A ce stade, l’alerte avancée face au flanc Sud demeure donc un sujet crucial. Il est essentiel pour l’Europe de disposer de davantage de capteurs efficaces sur l’ensemble du spectre.

Pour ce qui concerne la veille lointaine ou spatiale, un démonstrateur de radar très longue portée a été réalisé et les technologies développées serviront au successeur du radar GRAVES qui assure la surveillance des mobiles spatiaux et dont la modernisation s’inscrit dans l’ambition spatiale française.

Les avancées du programme européen Odin’s Eye (multinatiOnal Development INitiative for a Space-based missilE earlY-warning architecturE), prévoyant de répondre aux ambitions de détection précoce de tout type de menace, et la contribution apportée par ArianeGroup, Thales et l’ONERA sont à surveiller et à prendre en considération dans les travaux futurs impliquant les industriels français.

8) Promouvoir les initiatives capacitaires et la souveraineté industrielle française et européenne face à une initiative allemande décevante

Le 13 octobre dernier, l’Allemagne a annoncé un projet ambitieux de défense anti-aérienne européenne auxquelles 14 autres pays ont adhéré par le biais d’une déclaration d’intention (Belgique, Bulgarie, Estonie, Finlande, Hongrie, Lettonie, Lituanie, Norvège, Pays-Bas, République tchèque, Roumanie, Royaume-Uni, Slovaquie et Slovénie). Il consiste en l’achat commun de systèmes anti-aériens dans le cadre d’un programme appelé « European SkyShield Initiative » (ESSI). Trois systèmes sont proposés : l’Iris-T SLM allemand, le Patriot (MIM-104) américain et l’Arrow 3 israélo-américain.

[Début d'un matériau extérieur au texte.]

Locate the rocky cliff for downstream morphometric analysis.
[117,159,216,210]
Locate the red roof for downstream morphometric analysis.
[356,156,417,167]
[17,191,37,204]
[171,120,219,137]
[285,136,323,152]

L’initiative ESSI est uniquement justifiée par un comblement capacitaire et ce avec des systèmes non européens, sans concertation préalable avec ses alliés.

Les rapporteurs, à la lumière des éclairages apportés par leurs interlocuteurs nombreux et variés, regrettent profondément la nature de cette initiative et souhaitent relever ses lacunes. Tout d’abord, en ne se concentrant que sur l’aspect « interception », l’ESSI omet les volets essentiels que sont la détection et le commandement. Par ailleurs, l’ESSI ne considère que les solutions capacitaires sur étagère, sans prendre en compte la recherche et le développement ni l’importance du renforcement de l’interopérabilité des systèmes d’armes européens. Le choix de l’Arrow 3 interroge particulièrement, ne répondant à aucune nécessité opérationnelle et n’étant pas interopérable avec la chaîne de commandement de l’Otan. En outre, elle néglige les aspects relatifs à la doctrine, la formation ou encore l’entraînement, qui représentent également des potentiels champs de coopération.

La place inexistante des solutions européennes, pourtant nombreuses et performantes, contre une promotion de produits américains et israéliens est déplorable. L’encouragement et la préservation de la souveraineté industrielle européenne sont des enjeux cruciaux à l’heure où la notion d’autonomie stratégique a pris tout son sens.

La protection antiaérienne de l’Europe doit faire l’objet d’une concertation organisée, argumentée, nourrie par l’ensemble des alliés. A ce titre, la proposition du Président de la République d’organiser une conférence sur la défense antiaérienne de l’Europe – annoncée le 17 février dernier lors de la Conférence de Munich –  tombe à point nommé.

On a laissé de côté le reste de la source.